Jenkins with git ( gitlab) connected: alpha, beta and master branches seperately. It can execute batch, powershell, msbuild and .exe files in the user environment.

All packages contain nuget publishes to our own nuget server. The versioning is like ( for alpha, beta): {packagename} Version {MajorVersion}.{MinorVersion}{PatchVersion}-{PreReleaseString}{BuildNumber}

{PreReleaseString} is removed for the master ( production) builds.

All nuget packages are constantly build, including api nuget packages. Just make sure you change the MajorVersion,MinorVersion and PatchVersion when doing newer versions that change features/functionality accordingly. ( mostly isn't required because the incremented jenkins build number).

It supports parameters and a publish can choose to include / exclude : database migrations, nuget packages, api and web frontend ( normally, all of them are published/executed)

Alpha, beta and master is chosen because of the alphabeticle name. So the beta version appears on top of the alpha version.

I created a powershell script, that uses EF-Migrations for multiple databases depending on an auto-generated XML file ( with all connectionstrings in it).
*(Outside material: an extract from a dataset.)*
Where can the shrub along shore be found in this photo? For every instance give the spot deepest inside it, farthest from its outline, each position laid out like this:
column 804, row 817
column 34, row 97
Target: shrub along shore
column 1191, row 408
So it's server /database agnostic.

Powershell also sets the web applications offline/online accordingly. So the user receives a notification on the webfrontend ( we are back soon) and the api gives a 503.

The API libraries trigger an error on 503 and it's explained in the documentary for third parties ( One update a month with 30 minutes downtime in the morning from 06:30)

Tests happen after the "builds", if the tests fails, the build fails. But nothing has been changed ( database and published code).

If the migration scripts fail for a database, a "instable" build is given. Mostly these are manual fixes.

The offline html file gives an internal link to a Jenkins build monitor ( for duration estimation). You can see how long it will take till a "normal" finish of a build.